We thank the reviewer for recognizing that our approach "appears original in its combination of existing ideas” and that we provided “thoughtful” evaluations and demonstrations of our method. We clarified some raised issues below
Section 2.2 could benefit from being made more accessible to readers who are not experts in the subdomains of variational inference and sequential Monte Carlo methods. The authors should make clear how to explicitly implement the technique.
We would be happy to make these points more clear in the camera-ready version! We did provide additional implementation details in the appendix plus some of the code (which we by now also cleaned and re-organised, and will link in the camera-ready version).
But doesn't LFADS (and NDT?) allow generation of noisy latent trajectories (in the LFADS "factors") that reproduce variability in the data?
The reviewer is correct that LFADS can also be used to generate latent trajectories (instead of inferring them), though it is not commonly used in this way. We now explored sampling from LFADS, both using the autonomous version, and when using the controller, after training on the rat HPC 2 dataset (Rebuttal Fig. C, D). In the case of an autonomous LFADS model, one samples an initial condition from the prior and then simulates a deterministic RNN forward. As on long sequences not all variability can be explained by variability in the initial condition, the latents end up not representing any variability that resembles the underlying system (Rebuttal Fig. C, cf. Manuscript Fig. 3). In the case of a full LFADS model with the controller, one can sample both an initial condition and time-varying inputs from the controller’s autoregressive prior. The full model seemed to rely overly on the controller’s data-inferred inputs, which deviated quite strongly from the samples from the controller’s autoregressive prior (Rebuttal Fig. D left). As a consequence, the latents do not seem to represent variability that is meaningful (Rebuttal Fig. D right).

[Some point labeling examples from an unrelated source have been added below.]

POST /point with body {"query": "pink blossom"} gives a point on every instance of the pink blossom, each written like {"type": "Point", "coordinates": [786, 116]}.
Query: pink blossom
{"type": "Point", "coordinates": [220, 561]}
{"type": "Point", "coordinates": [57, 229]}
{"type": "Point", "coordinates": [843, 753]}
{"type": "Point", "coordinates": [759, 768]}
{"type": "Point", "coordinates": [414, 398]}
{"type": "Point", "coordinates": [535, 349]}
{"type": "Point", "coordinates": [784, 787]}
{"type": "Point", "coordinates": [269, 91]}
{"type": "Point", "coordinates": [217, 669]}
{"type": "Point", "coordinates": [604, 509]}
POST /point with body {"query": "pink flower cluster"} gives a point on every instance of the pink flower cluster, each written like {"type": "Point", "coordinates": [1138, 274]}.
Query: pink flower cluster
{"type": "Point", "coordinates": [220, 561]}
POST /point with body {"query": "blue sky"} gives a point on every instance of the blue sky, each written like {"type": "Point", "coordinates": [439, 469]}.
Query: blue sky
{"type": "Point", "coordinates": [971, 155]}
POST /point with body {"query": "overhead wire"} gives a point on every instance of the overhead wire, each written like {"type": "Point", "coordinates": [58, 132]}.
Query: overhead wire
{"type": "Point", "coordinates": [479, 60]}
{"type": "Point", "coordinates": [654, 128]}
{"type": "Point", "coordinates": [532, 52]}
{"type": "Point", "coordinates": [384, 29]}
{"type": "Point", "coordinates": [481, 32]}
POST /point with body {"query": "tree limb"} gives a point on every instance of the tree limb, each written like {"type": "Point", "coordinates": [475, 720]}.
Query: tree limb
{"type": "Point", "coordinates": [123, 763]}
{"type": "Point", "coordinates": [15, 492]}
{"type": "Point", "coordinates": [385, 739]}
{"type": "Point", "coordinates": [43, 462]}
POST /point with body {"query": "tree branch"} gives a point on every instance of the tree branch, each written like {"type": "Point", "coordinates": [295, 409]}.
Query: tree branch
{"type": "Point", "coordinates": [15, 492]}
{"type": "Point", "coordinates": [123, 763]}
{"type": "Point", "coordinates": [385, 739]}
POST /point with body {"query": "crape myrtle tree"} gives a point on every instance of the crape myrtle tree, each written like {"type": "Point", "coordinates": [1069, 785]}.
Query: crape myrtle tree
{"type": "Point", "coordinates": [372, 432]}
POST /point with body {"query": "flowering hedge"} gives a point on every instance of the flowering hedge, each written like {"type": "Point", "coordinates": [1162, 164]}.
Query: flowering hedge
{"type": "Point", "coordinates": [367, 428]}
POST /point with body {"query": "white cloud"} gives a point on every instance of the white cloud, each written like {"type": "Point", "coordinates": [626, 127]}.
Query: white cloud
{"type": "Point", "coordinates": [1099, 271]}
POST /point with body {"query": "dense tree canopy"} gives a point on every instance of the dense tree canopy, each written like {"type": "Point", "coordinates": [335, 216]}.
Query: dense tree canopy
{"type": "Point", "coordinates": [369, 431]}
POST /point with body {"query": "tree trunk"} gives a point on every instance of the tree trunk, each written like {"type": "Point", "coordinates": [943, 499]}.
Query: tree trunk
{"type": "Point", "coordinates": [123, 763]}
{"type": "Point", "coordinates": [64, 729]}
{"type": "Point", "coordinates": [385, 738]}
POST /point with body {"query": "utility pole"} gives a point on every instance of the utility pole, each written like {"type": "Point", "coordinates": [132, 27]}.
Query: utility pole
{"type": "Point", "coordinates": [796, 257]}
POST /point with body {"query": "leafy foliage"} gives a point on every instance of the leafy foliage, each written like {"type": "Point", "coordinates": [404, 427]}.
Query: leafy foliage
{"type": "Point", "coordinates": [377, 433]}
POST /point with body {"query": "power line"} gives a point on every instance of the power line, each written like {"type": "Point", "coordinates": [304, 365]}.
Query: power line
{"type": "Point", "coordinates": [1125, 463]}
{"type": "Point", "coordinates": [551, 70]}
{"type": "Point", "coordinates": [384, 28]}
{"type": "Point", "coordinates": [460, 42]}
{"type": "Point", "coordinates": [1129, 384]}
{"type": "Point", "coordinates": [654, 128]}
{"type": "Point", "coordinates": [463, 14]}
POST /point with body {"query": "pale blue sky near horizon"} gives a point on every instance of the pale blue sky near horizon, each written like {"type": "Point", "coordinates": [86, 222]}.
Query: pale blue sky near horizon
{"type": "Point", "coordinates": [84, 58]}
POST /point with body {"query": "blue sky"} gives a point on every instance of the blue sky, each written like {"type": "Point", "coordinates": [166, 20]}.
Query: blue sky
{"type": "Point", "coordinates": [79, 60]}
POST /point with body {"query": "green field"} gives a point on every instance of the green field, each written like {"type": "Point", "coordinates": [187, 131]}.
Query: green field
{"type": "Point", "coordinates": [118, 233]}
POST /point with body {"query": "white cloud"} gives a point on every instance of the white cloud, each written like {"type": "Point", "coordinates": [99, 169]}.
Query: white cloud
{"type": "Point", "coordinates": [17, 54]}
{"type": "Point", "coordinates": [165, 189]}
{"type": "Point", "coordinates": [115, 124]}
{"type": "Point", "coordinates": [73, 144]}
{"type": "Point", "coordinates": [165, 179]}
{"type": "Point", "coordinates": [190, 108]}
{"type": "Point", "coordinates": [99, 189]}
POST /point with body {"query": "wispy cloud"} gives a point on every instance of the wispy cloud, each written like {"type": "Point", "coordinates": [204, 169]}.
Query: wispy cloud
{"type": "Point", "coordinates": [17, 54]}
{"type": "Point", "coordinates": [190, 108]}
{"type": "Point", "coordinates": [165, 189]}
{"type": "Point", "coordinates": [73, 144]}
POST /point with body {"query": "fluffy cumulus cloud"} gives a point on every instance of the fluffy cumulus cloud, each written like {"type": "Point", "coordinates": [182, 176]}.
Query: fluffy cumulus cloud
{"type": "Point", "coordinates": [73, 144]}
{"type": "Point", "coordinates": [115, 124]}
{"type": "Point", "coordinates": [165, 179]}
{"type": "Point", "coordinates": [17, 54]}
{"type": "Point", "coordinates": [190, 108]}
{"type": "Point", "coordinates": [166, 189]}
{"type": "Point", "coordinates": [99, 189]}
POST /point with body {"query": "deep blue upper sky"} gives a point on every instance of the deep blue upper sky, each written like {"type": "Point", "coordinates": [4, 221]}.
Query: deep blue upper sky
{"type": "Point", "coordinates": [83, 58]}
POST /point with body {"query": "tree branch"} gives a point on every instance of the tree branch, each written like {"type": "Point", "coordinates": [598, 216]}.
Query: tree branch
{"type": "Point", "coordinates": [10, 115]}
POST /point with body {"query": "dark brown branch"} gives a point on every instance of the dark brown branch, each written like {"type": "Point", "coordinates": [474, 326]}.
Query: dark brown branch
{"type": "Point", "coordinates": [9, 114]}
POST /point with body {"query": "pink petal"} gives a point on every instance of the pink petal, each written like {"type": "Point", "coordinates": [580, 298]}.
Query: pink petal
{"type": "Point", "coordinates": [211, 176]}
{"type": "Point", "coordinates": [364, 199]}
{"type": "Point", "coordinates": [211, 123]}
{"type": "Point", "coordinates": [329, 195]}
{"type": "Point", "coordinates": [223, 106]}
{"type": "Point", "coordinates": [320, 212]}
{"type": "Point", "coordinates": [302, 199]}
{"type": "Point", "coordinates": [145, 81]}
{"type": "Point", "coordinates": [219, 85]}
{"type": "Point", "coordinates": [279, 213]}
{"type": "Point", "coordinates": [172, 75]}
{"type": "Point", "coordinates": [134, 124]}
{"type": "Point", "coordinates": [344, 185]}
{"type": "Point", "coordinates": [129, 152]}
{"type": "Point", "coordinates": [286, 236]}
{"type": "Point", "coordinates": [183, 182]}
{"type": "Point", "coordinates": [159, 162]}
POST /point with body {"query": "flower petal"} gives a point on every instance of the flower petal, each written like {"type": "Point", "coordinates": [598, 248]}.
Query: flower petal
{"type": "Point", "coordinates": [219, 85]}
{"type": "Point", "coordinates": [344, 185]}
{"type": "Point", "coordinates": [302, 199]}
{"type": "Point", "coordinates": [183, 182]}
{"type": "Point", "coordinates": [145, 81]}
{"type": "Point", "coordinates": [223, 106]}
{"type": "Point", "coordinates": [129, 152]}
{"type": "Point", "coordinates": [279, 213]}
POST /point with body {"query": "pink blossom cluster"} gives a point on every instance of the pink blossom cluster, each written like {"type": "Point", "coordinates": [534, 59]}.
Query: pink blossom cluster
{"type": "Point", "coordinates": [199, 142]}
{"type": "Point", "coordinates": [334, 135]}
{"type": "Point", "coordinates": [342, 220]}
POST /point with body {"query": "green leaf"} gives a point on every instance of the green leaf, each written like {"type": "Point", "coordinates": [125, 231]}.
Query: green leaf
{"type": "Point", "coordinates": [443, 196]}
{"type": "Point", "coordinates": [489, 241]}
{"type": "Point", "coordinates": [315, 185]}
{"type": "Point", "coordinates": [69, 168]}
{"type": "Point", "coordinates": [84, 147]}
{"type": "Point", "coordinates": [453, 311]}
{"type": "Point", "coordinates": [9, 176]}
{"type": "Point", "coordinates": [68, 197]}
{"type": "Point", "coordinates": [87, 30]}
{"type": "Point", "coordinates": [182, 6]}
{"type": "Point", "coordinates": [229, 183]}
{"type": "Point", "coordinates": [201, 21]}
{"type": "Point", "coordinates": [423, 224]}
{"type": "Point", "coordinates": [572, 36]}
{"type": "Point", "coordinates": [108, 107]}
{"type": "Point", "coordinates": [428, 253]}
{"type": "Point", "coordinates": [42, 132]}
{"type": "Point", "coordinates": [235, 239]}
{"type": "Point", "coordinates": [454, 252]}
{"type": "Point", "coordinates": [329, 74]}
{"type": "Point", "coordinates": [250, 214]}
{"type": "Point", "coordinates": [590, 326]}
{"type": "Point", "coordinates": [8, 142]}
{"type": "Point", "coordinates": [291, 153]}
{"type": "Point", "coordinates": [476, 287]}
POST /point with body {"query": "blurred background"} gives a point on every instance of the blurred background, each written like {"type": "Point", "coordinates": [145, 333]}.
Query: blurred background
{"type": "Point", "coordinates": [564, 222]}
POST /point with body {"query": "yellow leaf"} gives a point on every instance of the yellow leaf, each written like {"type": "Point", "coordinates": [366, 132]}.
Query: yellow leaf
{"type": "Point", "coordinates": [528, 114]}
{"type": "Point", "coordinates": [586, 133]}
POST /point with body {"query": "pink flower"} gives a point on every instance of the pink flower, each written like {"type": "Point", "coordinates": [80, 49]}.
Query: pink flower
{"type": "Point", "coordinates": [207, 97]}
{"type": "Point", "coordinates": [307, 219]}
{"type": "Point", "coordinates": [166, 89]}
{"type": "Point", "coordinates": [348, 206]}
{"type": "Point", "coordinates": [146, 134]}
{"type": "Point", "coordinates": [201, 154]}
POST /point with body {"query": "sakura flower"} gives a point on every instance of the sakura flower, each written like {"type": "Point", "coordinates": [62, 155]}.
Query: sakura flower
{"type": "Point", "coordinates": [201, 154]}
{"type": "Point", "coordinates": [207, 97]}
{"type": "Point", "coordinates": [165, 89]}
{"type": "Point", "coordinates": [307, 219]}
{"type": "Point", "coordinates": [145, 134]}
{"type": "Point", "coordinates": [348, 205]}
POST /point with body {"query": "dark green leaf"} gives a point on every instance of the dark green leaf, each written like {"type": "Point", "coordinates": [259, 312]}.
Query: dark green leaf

In general, accurately inferring firing rates from data does not necessarily translate to generating realistic data. NLB metrics do not evaluate generative quality, and in fact many high-performing methods in NLB are not used as generative models at all (e.g., NDT). We stress that performance on NLB is not the central focus of our method, and when it comes to generation our method outperformed relevant baselines.
What is meant exactly by "tractable dynamics"? Is there a distinction between "tractable" and "interpretable"?”
With “tractable” we mean that properties of the dynamics, such as fixed points, can be obtained (exactly) in a computationally feasible way. The ability to compute fixed points of the dynamics efficiently can aid in interpretation and understanding the model’s underlying computations (see e.g., [1]). We will clarify this in the camera-ready version.
Why is the proposed technique compared to Generalised Teacher Forcing in the EEG experiments, but not in the synthetic setups (Fig 3) or the spiking data (Figs 5-7)?
We thank the reviewer for pointing this out. We have now run GTF on one of the teacher student setups of Fig. 3A (see Rebuttal Fig. B). The deterministic student model that is fit with GTF doesn’t capture the latent dynamics of the stochastic teacher model well, and generated samples from the deterministic student are not as similar to the teacher model as when the student is fit with our method. As noted in the summary response, we did not compare GTF on data with Poisson observations, as GTF requires an invertible observation model, a limitation our method also overcomes.
How does the technique fair when observations from the true underlying system reflect private noise processes (e.g., measurement noise, variability in neurotransmitter release, etc)?
Measurement noise that is unique to every neuron can be (and is in our manuscript) straightforwardly taken into account by choosing the appropriate observation model. Private noise that is iid over neurons and feeds back into the recurrency, reflecting e.g., variability in the neurotransmitter release, is however currently not modeled. There are cases where one can show that iid noise has little influence on the underlying population dynamics – e.g., in linear models with many more units than latent dimensions, where such noise becomes effectively orthogonal to the recurrent weights. However, as noted in our discussion, an interesting future direction would be investigating how to best incorporate private noise processes that feed into the recurrence.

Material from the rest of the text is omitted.